About 42 million Americans – including 16 million children – stand to lose federal food assistance on Saturday as the Supplemental Nutrition Assistance Program (SNAP) expires amid the government shutdown, and Republican lawmakers and officials are scrambling to shift blame away from President Donald Trump.

“If 42 million Americans go hungry, it won’t be because of what the White House did, it was because we didn’t pass the budget,” said Sen. Josh Hawley (R-MO), NOTUS reported Tuesday. Hawley, who’s among the Trump’s strongest supporters in the Senate, is not the only Republican working to help lessen the political fallout from tens of millions of Americans being left without food assistance.

“Senate Democrats have now voted 12 times to not fund the food stamp program, also known as the Supplemental Nutrition Assistance Program,” reads the website for the Trump administration’s Agriculture Department Bottom line.

“The well has run dry," the website adds. "At this time, there will be no benefits issued Nov. 1. We are approaching an inflection point for Senate Democrats.

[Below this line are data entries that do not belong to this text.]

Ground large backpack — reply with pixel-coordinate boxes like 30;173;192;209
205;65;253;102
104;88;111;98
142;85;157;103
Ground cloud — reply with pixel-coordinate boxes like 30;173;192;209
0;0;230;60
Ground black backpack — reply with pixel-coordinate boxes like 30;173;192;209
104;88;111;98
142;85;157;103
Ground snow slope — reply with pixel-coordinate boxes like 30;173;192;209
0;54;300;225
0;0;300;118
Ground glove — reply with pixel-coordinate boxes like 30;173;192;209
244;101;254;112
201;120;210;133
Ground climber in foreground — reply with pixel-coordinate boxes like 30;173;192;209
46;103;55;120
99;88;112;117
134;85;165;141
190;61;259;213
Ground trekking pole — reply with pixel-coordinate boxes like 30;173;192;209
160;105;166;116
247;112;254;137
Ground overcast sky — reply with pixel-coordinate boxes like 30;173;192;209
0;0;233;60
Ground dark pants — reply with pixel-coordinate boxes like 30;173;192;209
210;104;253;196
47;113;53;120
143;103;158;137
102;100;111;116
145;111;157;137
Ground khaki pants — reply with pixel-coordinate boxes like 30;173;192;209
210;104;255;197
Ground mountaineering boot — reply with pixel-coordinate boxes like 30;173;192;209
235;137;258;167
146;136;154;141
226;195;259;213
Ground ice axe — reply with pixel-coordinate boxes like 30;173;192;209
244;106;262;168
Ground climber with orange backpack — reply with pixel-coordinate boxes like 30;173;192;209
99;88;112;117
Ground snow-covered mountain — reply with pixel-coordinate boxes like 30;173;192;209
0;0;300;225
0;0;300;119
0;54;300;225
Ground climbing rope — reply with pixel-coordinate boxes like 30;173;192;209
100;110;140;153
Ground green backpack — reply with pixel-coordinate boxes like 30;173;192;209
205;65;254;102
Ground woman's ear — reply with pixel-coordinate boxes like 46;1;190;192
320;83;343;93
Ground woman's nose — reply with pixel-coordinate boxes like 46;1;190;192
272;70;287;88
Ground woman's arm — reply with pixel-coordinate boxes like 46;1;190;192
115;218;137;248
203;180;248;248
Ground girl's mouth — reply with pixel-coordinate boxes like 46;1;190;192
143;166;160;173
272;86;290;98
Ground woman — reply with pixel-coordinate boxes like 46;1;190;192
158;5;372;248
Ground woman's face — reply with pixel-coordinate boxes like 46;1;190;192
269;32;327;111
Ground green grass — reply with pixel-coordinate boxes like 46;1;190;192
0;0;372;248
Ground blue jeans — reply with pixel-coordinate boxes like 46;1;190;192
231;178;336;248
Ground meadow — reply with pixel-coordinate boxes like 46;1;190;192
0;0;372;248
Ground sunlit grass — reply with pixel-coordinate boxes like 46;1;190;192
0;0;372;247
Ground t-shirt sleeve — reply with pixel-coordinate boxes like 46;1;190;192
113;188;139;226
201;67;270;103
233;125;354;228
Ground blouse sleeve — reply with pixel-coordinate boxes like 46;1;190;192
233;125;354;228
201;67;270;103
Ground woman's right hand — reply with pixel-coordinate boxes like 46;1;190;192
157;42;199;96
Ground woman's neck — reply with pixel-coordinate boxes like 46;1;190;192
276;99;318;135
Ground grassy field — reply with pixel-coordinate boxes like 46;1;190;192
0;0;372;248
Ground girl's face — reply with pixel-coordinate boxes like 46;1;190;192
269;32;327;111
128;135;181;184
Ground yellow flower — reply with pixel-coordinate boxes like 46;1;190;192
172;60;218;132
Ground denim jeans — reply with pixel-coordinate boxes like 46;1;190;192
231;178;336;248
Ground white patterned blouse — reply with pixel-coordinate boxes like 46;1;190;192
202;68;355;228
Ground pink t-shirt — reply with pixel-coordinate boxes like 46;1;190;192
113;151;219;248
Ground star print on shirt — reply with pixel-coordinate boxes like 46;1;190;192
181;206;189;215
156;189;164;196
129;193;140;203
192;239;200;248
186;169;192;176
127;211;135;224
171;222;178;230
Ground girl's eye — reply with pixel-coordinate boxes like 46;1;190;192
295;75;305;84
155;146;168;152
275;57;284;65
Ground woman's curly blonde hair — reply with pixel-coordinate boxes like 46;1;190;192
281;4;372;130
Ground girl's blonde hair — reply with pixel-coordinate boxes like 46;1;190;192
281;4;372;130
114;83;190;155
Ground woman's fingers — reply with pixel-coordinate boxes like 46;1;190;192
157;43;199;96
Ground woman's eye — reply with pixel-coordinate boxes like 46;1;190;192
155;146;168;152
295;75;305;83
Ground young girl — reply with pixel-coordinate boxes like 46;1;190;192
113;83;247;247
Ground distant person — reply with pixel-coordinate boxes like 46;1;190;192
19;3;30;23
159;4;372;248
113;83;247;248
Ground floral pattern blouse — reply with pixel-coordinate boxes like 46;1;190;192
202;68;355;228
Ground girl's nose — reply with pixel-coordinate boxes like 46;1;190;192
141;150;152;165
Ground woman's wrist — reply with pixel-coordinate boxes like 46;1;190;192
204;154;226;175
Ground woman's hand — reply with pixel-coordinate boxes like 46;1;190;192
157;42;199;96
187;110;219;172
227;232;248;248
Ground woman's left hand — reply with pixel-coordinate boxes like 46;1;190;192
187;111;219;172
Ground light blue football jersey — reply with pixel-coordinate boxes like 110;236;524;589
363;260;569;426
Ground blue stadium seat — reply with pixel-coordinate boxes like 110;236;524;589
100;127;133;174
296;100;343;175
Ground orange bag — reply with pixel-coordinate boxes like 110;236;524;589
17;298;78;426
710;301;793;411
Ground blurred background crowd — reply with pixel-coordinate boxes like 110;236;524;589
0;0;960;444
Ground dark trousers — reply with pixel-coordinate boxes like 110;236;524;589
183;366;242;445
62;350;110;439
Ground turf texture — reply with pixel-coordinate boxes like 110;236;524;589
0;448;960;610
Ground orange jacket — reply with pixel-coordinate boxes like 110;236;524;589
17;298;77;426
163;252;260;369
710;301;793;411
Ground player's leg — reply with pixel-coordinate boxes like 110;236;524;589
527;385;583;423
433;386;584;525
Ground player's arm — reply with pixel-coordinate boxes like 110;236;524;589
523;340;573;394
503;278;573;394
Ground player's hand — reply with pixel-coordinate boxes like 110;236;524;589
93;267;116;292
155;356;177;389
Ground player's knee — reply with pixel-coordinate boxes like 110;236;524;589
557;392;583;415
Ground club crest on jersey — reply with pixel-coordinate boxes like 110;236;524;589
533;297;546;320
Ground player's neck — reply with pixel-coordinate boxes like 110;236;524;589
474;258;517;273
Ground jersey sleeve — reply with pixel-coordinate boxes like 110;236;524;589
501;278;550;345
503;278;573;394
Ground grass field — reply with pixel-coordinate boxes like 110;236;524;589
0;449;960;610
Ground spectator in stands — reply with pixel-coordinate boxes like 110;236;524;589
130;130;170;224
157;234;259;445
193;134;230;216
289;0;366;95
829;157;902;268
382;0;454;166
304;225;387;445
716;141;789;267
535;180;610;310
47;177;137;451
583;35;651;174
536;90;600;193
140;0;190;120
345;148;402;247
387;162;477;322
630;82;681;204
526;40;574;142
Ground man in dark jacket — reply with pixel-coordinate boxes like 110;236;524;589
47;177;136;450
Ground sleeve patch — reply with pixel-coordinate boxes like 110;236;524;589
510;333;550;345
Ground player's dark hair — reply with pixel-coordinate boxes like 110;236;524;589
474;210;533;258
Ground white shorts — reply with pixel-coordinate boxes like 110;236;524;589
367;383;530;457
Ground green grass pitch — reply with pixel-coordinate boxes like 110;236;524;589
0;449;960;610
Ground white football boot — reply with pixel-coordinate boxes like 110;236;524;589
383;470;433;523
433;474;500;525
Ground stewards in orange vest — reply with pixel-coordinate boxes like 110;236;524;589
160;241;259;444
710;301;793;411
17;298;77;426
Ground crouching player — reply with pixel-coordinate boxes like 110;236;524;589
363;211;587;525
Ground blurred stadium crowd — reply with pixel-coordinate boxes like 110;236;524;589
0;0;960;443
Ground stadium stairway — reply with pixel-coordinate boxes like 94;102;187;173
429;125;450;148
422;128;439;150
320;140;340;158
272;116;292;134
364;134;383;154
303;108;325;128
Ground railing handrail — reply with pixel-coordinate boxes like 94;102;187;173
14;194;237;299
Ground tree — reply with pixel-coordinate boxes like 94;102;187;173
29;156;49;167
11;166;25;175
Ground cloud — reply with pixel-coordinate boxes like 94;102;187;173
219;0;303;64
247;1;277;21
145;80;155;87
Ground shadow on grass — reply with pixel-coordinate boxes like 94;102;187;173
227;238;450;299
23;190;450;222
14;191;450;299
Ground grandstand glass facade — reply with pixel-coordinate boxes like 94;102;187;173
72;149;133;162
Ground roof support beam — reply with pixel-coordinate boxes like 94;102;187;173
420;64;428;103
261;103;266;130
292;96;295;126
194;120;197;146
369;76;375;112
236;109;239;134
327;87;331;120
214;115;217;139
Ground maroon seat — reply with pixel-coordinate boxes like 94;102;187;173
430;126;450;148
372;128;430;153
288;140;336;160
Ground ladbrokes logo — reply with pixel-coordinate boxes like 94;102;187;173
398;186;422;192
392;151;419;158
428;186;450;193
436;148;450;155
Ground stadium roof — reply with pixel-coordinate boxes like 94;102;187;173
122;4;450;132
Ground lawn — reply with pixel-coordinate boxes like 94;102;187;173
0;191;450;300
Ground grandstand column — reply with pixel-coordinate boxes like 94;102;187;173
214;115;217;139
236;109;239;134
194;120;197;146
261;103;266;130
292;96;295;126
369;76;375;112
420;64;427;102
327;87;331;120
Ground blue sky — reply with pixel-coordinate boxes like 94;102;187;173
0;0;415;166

They can continue to hold out for healthcare for illegal aliens and gender mutilation procedures or reopen the government so mothers, babies, and the most vulnerable among us can receive critical nutrition assistance.”

Now on its 28th day, the ongoing government shutdown kicked off on Oct. 1 after Congress members reached a deadlock over Obamacare subsidies. Republicans pushed for a proposal to extend government spending at its current level for several weeks, whereas Democrats have held firm in refusing to support any funding measure that doesn’t include extending the subsidies.

Now, as food assistance is set to lapse for millions of Americans, Republicans have ramped up their defense of Trump in an effort to shift blame elsewhere, namely on Democratic lawmakers.

Republicans’ rhetoric amid the shutdown in casting blame for the suspension of food assistance on Democrats has come directly from House Speaker Mike Johnson (R-LA),

according to Politico

, having counseled Republicans in a

private phone call

earlier this month how to speak about the fallout from the government shutdown.